What is forward selection?
Forward selection is a method used in statistical modeling and feature selection to build a prediction model by iteratively adding predictors or variables to a model, based on their statistical significance. The process starts with an empty model and sequentially adds one variable at a time based on a predefined criterion, typically the significance level of the variable.
To explain how forward selection works, here are the steps to perform it:
1. Start with an empty model: Begin the process with a model that does not include any predictors or variables.
2. Select the best predictor: Add the predictor that has the highest statistical significance, typically based on p-values from hypothesis tests or other criteria. This variable is chosen based on its ability to explain the variation in the outcome variable.
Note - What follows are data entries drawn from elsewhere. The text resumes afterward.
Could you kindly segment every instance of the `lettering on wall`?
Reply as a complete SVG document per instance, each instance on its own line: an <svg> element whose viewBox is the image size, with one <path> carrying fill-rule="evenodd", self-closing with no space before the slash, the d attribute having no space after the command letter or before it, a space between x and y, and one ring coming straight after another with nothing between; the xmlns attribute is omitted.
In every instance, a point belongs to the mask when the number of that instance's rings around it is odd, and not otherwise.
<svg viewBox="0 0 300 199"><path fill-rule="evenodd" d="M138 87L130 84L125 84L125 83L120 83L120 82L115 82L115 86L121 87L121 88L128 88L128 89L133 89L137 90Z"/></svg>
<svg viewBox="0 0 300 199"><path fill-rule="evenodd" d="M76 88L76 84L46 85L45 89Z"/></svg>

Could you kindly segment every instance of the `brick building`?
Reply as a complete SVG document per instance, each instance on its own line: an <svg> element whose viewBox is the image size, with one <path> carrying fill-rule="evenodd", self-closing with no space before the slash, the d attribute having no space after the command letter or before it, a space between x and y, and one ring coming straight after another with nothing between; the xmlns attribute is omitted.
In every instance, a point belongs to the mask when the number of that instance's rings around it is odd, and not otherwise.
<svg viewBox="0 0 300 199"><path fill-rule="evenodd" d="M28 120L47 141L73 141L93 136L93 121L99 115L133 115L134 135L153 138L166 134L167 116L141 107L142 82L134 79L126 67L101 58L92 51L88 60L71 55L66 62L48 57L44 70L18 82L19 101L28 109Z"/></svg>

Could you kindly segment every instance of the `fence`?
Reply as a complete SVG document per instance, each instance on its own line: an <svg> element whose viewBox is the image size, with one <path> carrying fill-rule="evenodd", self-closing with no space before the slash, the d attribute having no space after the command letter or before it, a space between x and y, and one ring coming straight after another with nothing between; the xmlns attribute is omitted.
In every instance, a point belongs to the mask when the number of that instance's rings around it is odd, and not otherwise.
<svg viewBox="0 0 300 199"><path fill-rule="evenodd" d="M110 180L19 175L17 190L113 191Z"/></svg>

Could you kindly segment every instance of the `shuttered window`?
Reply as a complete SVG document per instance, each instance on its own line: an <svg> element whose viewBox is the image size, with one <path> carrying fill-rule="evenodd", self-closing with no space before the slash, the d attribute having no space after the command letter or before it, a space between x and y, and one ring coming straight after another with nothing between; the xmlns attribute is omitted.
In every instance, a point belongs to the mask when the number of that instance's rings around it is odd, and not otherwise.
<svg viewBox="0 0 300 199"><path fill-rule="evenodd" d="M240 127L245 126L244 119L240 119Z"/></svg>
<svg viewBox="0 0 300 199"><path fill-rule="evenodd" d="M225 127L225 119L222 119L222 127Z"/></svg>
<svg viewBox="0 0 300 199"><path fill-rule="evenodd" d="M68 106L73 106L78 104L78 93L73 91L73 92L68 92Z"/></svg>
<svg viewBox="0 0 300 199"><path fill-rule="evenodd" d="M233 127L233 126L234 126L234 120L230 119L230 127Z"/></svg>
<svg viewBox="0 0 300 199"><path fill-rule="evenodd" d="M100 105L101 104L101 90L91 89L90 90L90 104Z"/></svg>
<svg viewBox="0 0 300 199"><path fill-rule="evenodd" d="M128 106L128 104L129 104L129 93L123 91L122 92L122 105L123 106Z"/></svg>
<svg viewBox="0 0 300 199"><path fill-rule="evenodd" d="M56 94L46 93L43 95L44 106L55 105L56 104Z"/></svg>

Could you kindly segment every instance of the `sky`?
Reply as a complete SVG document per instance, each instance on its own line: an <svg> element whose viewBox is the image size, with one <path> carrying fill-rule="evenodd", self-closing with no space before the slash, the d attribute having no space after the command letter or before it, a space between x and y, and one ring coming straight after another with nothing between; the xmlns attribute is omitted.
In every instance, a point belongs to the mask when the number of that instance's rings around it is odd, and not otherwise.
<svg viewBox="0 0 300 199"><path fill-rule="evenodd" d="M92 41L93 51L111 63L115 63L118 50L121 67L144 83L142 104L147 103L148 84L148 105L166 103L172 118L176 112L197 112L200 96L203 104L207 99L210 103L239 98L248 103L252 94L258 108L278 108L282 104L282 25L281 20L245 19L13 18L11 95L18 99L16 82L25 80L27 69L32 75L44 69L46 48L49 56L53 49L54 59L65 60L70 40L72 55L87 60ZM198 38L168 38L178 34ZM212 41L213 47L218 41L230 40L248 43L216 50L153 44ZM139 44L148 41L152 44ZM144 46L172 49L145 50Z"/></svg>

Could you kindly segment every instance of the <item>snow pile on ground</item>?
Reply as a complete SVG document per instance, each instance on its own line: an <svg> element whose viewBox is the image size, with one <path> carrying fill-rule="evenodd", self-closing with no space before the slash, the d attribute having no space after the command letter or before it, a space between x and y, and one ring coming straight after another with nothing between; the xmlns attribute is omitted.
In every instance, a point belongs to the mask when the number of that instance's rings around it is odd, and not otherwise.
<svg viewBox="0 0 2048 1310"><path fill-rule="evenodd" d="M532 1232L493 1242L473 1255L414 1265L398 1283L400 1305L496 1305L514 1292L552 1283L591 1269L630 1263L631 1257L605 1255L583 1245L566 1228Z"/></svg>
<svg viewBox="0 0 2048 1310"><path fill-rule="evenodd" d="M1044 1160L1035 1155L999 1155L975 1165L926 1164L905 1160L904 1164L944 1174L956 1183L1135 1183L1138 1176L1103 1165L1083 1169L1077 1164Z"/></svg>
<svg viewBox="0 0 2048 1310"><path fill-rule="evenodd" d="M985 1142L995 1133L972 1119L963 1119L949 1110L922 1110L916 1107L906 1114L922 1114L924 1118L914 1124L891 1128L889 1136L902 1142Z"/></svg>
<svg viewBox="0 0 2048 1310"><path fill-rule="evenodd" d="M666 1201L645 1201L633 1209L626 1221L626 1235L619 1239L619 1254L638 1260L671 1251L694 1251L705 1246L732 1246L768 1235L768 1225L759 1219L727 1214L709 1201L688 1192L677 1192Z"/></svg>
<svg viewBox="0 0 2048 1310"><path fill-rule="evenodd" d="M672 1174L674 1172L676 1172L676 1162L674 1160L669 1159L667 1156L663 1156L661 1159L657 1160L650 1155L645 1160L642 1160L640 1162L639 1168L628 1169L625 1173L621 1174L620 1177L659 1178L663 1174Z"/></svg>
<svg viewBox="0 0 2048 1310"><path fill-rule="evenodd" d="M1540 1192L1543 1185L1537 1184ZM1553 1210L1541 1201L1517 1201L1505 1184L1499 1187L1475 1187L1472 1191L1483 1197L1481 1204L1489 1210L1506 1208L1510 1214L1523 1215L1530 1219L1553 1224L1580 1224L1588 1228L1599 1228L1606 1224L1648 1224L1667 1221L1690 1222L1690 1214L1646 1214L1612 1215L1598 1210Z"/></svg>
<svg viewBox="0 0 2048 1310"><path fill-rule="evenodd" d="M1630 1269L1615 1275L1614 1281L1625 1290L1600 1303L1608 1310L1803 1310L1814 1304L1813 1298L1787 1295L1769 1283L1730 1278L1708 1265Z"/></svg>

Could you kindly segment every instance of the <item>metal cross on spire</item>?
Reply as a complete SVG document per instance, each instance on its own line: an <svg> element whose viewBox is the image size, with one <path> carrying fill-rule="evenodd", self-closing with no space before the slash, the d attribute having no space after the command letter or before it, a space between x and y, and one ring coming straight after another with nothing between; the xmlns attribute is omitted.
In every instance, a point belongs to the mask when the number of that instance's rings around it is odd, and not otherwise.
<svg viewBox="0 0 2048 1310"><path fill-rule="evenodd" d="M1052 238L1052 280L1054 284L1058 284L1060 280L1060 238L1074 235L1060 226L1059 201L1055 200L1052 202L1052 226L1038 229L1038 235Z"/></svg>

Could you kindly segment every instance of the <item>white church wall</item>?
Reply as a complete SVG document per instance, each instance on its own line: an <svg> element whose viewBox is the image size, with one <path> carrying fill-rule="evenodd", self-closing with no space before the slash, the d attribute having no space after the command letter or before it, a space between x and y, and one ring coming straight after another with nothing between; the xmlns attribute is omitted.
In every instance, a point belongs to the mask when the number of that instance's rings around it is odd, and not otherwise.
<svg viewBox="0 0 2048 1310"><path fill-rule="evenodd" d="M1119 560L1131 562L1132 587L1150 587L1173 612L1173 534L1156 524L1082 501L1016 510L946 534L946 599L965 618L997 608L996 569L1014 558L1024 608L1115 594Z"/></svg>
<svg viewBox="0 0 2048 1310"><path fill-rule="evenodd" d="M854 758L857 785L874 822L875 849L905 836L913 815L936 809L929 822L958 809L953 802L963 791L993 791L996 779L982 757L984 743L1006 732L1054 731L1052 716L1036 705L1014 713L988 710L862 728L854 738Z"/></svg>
3. Assess the model: Fit the model with the selected predictor and evaluate its performance using appropriate metrics such as adjusted R-squared, AIC, BIC, or cross-validation.
4. Iterate the process: Repeat steps 2 and 3 by adding one predictor at a time to the existing model. Choose the next best predictor based on its significance and repeat the evaluation process.
5. Stop criterion: Continue adding predictors until a stopping criterion is met. This criterion can vary depending on the context and goals of the analysis. It could be based on the statistical significance of the added variables, the model's performance, or other criteria. Common approaches include using a predetermined number of variables or reaching a desired level of performance.
6. Final model selection: Once the stopping criterion is met, the final model consists of the predictors that were selected during the forward selection process. This model is used for inference or prediction, depending on the objectives of the analysis.
It's worth noting that forward selection has its limitations, such as possible omission of important predictors if they are not considered early in the process, and the risk of overfitting if the stopping criterion is not carefully chosen. Therefore, it is important to interpret the results cautiously and consider potential biases or issues that might arise during the selection process.